Dipartimento di Scienza e Tecnologia del Farmaco, Università degli Studi di Torino, Via Pietro Giuria 9, 10125, Torino, Italy.
Division of General Medicine, IRCCS Istituto Auxologico Italiano Ospedale S. Giuseppe, 28824, Piancavallo, Italy.
Anal Bioanal Chem. 2021 Jan;413(2):403-418. doi: 10.1007/s00216-020-03008-6. Epub 2020 Nov 3.
This study examines the information potential of comprehensive two-dimensional gas chromatography combined with time-of-flight mass spectrometry (GC×GC-TOF MS) and variable ionization energy (i.e., Tandem Ionization™) to study changes in saliva metabolic signatures from a small group of obese individuals. The study presents a proof of concept for an effective exploitation of the complementary nature of tandem ionization data. Samples are taken from two sub-populations of severely obese (BMI > 40 kg/m) patients, named metabolically healthy obese (MHO) and metabolically unhealthy obese (MUO). Untargeted fingerprinting, based on pattern recognition by template matching, is applied on single data streams and on fused data, obtained by combining raw signals from the two ionization energies (12 and 70 eV). Results indicate that at lower energy (i.e., 12 eV), the total signal intensity is one order of magnitude lower compared to the reference signal at 70 eV, but the ranges of variations for 2D peak responses is larger, extending the dynamic range. Fused data combine benefits from 70 eV and 12 eV resulting in more comprehensive coverage by sample fingerprints. Multivariate statistics, principal component analysis (PCA), and partial least squares discriminant analysis (PLS-DA) show quite good patient clustering, with total explained variance by the first two principal components (PCs) that increases from 54% at 70 eV to 59% at 12 eV and up to 71% for fused data. With PLS-DA, discriminant components are highlighted and putatively identified by comparing retention data and 70 eV spectral signatures. Within the most informative analytes, lactose is present in higher relative amount in saliva from MHO patients, whereas N-acetyl-D-glucosamine, urea, glucuronic acid γ-lactone, 2-deoxyribose, N-acetylneuraminic acid methyl ester, and 5-aminovaleric acid are more abundant in MUO patients. Visual feature fingerprinting is combined with pattern recognition algorithms to highlight metabolite variations between composite per-class images obtained by combining raw data from individuals belonging to different classes, i.e., MUO vs. MHO.Graphical abstract.

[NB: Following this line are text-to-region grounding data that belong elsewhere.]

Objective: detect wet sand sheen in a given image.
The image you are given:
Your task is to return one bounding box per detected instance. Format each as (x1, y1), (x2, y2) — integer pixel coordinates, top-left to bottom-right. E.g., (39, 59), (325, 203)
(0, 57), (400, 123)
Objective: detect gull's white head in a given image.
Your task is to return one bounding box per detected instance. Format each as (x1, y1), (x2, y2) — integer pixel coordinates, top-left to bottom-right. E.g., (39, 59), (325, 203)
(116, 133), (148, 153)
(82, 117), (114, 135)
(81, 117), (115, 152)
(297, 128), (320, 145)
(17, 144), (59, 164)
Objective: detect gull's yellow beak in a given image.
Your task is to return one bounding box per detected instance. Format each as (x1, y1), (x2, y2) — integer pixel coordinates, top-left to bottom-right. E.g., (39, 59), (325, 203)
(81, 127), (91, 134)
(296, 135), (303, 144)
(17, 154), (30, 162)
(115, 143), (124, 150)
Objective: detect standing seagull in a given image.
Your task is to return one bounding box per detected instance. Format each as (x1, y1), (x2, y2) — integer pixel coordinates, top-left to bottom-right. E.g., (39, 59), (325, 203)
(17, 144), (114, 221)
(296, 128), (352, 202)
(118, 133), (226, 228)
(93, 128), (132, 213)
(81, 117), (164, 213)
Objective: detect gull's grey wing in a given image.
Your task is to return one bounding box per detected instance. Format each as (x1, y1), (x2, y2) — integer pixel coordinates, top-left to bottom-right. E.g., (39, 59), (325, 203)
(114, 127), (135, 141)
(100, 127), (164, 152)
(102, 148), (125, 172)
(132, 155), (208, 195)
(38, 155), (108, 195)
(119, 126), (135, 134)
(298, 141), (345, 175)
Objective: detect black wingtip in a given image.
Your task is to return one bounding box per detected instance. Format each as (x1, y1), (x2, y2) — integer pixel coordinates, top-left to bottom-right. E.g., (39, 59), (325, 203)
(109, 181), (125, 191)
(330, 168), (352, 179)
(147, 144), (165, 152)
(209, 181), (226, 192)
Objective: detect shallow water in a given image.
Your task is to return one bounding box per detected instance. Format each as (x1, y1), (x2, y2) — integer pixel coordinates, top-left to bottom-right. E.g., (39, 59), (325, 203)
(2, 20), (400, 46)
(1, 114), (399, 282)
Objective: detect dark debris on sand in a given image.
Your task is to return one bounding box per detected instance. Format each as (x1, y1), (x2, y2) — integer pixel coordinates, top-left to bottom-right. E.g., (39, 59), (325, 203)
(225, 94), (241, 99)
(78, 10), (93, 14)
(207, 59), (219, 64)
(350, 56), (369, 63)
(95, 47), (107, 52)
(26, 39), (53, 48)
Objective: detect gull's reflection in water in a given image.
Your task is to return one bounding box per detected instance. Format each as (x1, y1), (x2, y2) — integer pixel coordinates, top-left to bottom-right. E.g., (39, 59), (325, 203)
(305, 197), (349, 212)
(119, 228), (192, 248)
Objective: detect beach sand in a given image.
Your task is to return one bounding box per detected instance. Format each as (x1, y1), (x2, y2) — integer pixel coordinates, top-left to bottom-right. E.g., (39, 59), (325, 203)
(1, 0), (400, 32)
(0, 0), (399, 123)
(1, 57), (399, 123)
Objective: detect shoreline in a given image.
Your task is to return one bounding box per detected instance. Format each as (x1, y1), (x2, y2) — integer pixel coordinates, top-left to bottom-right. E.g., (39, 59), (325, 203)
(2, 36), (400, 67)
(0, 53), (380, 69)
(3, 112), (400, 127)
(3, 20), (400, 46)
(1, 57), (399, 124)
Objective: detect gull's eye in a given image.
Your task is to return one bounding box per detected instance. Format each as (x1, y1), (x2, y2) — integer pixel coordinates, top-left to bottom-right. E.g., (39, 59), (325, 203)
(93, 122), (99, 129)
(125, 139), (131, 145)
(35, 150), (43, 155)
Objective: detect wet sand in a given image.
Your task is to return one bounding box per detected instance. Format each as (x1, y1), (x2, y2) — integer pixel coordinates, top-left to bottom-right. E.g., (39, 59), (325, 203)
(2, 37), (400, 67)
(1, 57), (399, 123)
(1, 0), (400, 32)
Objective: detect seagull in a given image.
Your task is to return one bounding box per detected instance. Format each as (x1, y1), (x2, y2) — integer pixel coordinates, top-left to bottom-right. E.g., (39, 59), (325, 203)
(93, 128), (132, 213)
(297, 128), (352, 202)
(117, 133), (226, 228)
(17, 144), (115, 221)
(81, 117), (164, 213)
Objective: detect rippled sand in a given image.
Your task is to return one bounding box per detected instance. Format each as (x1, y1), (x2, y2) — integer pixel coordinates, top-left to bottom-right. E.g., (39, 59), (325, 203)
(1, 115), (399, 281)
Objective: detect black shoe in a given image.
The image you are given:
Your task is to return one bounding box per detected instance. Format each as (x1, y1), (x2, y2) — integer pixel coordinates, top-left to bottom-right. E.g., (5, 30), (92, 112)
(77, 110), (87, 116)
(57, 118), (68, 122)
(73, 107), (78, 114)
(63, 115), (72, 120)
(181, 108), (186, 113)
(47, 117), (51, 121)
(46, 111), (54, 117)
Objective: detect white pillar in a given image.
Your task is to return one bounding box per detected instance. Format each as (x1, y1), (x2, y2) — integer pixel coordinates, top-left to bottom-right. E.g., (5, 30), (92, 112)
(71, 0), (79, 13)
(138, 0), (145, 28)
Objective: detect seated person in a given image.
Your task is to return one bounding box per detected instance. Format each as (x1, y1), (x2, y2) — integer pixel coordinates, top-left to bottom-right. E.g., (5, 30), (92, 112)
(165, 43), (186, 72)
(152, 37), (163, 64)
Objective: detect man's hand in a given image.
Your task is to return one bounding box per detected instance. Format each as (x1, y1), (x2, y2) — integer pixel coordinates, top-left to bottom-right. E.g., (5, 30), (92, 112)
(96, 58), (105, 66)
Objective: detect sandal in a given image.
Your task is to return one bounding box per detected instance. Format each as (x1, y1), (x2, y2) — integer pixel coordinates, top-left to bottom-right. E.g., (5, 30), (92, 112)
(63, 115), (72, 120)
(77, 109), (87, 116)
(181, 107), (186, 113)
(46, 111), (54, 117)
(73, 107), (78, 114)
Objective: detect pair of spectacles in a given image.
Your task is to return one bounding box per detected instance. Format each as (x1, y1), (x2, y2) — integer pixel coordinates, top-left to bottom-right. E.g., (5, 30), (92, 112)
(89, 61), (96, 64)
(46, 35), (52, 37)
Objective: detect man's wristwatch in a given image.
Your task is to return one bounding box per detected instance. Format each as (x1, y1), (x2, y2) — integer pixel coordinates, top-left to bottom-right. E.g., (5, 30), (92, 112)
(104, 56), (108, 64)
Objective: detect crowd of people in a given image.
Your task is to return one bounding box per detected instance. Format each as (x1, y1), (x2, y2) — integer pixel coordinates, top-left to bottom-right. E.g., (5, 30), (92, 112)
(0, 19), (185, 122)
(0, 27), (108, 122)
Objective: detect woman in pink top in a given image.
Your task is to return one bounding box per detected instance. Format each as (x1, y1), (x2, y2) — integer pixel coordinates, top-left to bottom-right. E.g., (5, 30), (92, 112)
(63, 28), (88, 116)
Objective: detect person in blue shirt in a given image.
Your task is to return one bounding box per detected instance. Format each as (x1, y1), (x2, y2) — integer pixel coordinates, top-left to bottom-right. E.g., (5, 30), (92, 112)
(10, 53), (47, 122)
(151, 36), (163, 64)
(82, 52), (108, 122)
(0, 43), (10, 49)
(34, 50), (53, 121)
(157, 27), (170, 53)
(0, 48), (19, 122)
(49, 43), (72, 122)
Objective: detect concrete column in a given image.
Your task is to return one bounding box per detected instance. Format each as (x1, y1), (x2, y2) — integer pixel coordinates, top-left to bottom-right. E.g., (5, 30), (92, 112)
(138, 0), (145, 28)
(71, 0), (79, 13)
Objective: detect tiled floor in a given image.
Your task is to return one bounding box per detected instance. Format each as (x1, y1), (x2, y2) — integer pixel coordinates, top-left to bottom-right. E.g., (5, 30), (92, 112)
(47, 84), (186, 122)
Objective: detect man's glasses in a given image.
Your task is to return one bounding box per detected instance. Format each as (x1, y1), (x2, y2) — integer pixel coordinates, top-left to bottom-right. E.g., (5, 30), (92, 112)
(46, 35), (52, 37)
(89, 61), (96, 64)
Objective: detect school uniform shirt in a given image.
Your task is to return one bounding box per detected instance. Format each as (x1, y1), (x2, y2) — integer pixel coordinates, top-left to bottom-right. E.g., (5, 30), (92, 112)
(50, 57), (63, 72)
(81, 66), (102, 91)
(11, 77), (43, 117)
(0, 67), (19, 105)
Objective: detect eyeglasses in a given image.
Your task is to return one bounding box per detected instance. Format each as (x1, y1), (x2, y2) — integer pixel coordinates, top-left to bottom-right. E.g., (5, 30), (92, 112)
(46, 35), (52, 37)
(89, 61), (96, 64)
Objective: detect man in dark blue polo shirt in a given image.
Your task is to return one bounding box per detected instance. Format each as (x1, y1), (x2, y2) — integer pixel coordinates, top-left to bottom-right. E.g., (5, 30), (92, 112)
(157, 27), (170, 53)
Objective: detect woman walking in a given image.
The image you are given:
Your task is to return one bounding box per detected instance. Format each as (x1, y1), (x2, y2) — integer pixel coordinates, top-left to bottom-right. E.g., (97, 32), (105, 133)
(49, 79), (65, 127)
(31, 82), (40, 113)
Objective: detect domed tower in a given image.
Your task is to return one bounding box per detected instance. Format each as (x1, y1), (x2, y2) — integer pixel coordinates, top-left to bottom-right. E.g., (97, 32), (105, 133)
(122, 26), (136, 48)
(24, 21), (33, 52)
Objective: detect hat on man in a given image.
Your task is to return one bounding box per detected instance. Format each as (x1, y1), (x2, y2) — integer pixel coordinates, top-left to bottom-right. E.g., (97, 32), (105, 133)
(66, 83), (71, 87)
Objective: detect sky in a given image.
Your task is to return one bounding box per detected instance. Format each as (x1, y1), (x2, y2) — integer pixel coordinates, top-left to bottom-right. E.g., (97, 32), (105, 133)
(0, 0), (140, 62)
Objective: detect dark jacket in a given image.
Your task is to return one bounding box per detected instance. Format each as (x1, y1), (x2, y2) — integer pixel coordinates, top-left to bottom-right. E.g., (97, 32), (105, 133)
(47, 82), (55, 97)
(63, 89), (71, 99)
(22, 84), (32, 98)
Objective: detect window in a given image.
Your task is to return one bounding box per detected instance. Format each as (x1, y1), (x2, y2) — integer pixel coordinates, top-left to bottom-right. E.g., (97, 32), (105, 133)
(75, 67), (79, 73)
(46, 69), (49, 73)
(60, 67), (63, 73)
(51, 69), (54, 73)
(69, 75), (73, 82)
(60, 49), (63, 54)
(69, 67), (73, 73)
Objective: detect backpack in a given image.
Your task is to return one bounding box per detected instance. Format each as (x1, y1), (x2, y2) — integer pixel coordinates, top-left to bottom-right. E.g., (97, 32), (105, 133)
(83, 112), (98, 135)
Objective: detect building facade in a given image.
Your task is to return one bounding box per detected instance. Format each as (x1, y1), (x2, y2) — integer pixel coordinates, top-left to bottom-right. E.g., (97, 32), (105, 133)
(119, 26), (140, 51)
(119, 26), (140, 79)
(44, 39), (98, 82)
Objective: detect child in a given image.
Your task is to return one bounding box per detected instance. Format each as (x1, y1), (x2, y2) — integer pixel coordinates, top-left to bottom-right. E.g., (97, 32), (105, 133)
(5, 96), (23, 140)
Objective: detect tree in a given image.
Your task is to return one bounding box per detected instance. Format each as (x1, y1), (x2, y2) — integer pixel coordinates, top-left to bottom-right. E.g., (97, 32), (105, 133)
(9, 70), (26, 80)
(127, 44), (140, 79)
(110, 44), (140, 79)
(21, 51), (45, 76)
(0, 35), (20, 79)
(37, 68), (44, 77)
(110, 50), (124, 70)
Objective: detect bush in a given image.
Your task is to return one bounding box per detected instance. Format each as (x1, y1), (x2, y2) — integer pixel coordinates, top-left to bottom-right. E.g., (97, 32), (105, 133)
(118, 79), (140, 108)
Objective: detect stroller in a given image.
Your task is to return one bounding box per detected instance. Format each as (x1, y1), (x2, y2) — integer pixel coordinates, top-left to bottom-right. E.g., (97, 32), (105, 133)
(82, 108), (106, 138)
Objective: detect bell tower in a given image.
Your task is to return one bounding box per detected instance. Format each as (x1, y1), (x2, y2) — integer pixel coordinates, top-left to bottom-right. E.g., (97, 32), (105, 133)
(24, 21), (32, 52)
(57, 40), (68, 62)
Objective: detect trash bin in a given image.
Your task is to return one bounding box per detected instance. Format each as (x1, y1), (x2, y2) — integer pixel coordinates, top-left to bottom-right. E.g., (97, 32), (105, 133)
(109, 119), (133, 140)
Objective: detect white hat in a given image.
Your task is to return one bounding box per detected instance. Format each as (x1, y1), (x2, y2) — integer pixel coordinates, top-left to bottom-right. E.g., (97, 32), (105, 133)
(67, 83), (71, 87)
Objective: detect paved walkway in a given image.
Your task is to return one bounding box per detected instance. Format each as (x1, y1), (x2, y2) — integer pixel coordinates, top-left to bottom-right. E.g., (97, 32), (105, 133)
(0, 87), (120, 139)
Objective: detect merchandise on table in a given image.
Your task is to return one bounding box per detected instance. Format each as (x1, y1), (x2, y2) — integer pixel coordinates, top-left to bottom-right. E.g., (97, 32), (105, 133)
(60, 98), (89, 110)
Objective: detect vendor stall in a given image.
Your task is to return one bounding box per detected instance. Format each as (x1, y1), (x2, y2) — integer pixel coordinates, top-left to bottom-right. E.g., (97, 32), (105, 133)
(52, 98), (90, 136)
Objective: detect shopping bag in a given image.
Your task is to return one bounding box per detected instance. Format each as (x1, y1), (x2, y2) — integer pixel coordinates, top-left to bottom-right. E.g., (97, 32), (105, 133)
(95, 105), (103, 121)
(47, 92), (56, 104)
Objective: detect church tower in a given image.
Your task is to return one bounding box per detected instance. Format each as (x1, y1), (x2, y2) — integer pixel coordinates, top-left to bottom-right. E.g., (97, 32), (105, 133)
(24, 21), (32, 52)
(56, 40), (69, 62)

本研究考察了全面二维气相色谱与飞行时间质谱联用(GC×GC-TOF MS)和可变离化能(即串联离化™)的信息潜力,以研究一小部分肥胖个体唾液代谢特征的变化。该研究为有效利用串联离化数据的互补性质提供了一个概念验证。样品取自两组严重肥胖(BMI > 40 kg/m)患者,分别命名为代谢健康肥胖(MHO)和代谢不健康肥胖(MUO)。基于模板匹配的模式识别,对单数据流和通过组合两个离化能(12 和 70 eV)的原始信号获得的融合数据进行了无目标指纹分析。结果表明,在较低能量(即 12 eV)下,与 70 eV 的参考信号相比,总信号强度低一个数量级,但 2D 峰响应的变化范围更大,扩展了动态范围。融合数据结合了 70 eV 和 12 eV 的优势,使样本指纹的覆盖范围更加全面。多变量统计分析、主成分分析(PCA)和偏最小二乘判别分析(PLS-DA)显示出相当好的患者聚类,前两个主成分(PCs)解释的总方差从 70 eV 的 54%增加到 12 eV 的 59%,对于融合数据则增加到 71%。通过 PLS-DA,通过比较保留数据和 70 eV 光谱特征,可以突出和推定鉴别成分。在所分析的最具信息性的分析物中,MHO 患者唾液中乳糖的相对含量较高,而 MUO 患者唾液中 N-乙酰-D-葡萄糖胺、尿素、葡萄糖醛酸γ-内酯、2-脱氧核糖、N-乙酰神经氨酸甲酯和 5-氨基戊酸的含量较高。通过将来自不同类别的个体的原始数据组合在一起获得的复合每个类别的图像的可视化特征指纹与模式识别算法相结合,突出了代谢物的变化,即 MUO 与 MHO。